Comprehensive data protection for all workloads
Post Reply
jtupeck
Enthusiast
Posts: 76
Liked: 22 times
Joined: Aug 27, 2013 3:44 pm
Full Name: Jason Tupeck
Contact:

Backup Copy Job Processing - CPU Usage on Target Repo Causes Crash

Post by jtupeck »

I have a customer using an S3260 (Windows Server 2016) as a target repo for Backup Jobs and then another S3260 offsite in an annex building connected via 10G fiber as a target for Backup Copy Jobs. Each S3260 has been carved into two volumes and added to a SOBR for each respective site. Everything has been working well for quite some time, but the engineer showed me something I wasn’t sure how to explain, which left me a little perplexed and concerned. Backup jobs work quite well, with CPU consumption on the production site S3260 being relatively balanced and throughput reaching 1-2GBps at times, but the offsite repo’s CPU does not fare well at all. CPU0 spikes to 100% usage and causes the machine to become unresponsive, if he does not throttle the bandwidth to the repo. All other CPU cores are relatively unused.

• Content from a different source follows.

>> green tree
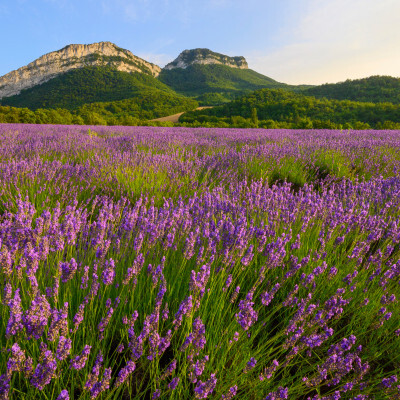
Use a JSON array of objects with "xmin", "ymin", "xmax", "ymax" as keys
[{"xmin": 251, "ymin": 107, "xmax": 259, "ymax": 127}]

Essentially, through trial and error he has found that he needs to throttle the network traffic to the offsite repository to ~225 MB/s in order to keep the target repository server from going offline. It appears that, even though it has multiple cores, CPU0 gets hammered during Backup Copy Jobs and eventually will tip the system over. It is my understanding that Backup Copy Jobs are now multithreaded and should be pushing multiple streams to the target repo, which we would anticipate could/would be load balanced for CPU consumption on the target end. The job window definitely shows ‘throttling’ as the bottleneck and 225MBps is only ~1.7 Gbps by my calculations, which means they are leaving a heap of bandwidth on the table when it comes to getting their backups offsite and would like to eek as much performance out of this setup as possible.

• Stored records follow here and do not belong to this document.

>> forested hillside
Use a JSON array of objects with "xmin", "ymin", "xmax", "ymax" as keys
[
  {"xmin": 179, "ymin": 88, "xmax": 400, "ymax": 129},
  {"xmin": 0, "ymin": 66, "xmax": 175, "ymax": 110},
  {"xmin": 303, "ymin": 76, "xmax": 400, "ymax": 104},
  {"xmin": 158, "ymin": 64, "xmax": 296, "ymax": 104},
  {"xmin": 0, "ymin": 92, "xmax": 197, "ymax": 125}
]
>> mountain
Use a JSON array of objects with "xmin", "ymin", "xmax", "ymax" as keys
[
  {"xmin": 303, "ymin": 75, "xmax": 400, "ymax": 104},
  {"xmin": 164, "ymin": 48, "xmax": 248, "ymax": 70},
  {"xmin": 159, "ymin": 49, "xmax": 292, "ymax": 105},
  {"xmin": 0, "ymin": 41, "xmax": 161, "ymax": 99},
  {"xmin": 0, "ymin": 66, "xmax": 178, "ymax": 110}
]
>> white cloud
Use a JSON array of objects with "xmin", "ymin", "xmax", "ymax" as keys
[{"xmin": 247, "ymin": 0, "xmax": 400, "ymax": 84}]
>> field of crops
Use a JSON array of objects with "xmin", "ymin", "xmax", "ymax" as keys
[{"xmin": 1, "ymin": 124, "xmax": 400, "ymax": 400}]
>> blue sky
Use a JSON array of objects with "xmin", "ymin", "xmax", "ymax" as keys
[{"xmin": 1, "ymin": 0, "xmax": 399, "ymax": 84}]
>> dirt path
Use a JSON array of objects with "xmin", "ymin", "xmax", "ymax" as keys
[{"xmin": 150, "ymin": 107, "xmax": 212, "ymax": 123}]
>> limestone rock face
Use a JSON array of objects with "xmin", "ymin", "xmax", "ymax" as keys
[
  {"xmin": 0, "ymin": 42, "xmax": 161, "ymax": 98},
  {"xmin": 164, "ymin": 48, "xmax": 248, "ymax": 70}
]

With it being a CPU core issue when network traffic is high, I thought maybe it would have something to do with Receive Side Scaling on the target device, but according to documentation that setting is on by default in a standalone S3260 setup, such as this one. We are going to confirm this tomorrow when working with them again, but I was hoping someone on the forums might have seen/heard of something similar and knew of a potential fix, or if this is expected behavior with a backup copy job target. Perhaps it’s even just a Windows issue where it’s not using additional cores for additional network streams? Hoping someone can help us to determine how to balance the incoming network traffic handling across more CPU and get these guys working with a bit more performance.

Thanks in advance for anything you can suggest to help!
HannesK
Product Manager
Posts: 14322
Liked: 2890 times
Joined: Sep 01, 2014 11:46 am
Full Name: Hannes Kasparick
Location: Austria
Contact:

Re: Backup Copy Job Processing - CPU Usage on Target Repo Causes Crash

Post by HannesK »

Hello,
as you mention RSS... I remember from tests results some years ago, that Receive Side Scaling should be enabled on Cisco S3260 systems.

10 Gbit/s should be no problem for a fully loaded S3260.

Best regards,
Hannes
jtupeck
Enthusiast
Posts: 76
Liked: 22 times
Joined: Aug 27, 2013 3:44 pm
Full Name: Jason Tupeck
Contact:

Re: Backup Copy Job Processing - CPU Usage on Target Repo Causes Crash

Post by jtupeck »

Thank you, Hannes. We will be jumping into the customer's environment in about an hour and will check on the RSS setting then. I'll update again when I know more, but I really hope it's that easy of a fix. Thanks for the reply!
nitramd
Veteran
Posts: 297
Liked: 85 times
Joined: Feb 16, 2017 8:05 pm
Contact:

Re: Backup Copy Job Processing - CPU Usage on Target Repo Causes Crash

Post by nitramd » 2 people like this post

Hello Jason.

I can attest to Hannes's comment 10Gbs is not a problem for a fully loaded 3260 - I have several of these in prod, they don't break a sweat CPU-wise. I'm throwing hundreds of GBs at them and they gleefully ask for more.

In addition to RSS being abled, as Hannes mentioned, check Cisco's website to see if you can tune other BIOS parameters. If you're able, check for the number of dropped packets on the affected repo.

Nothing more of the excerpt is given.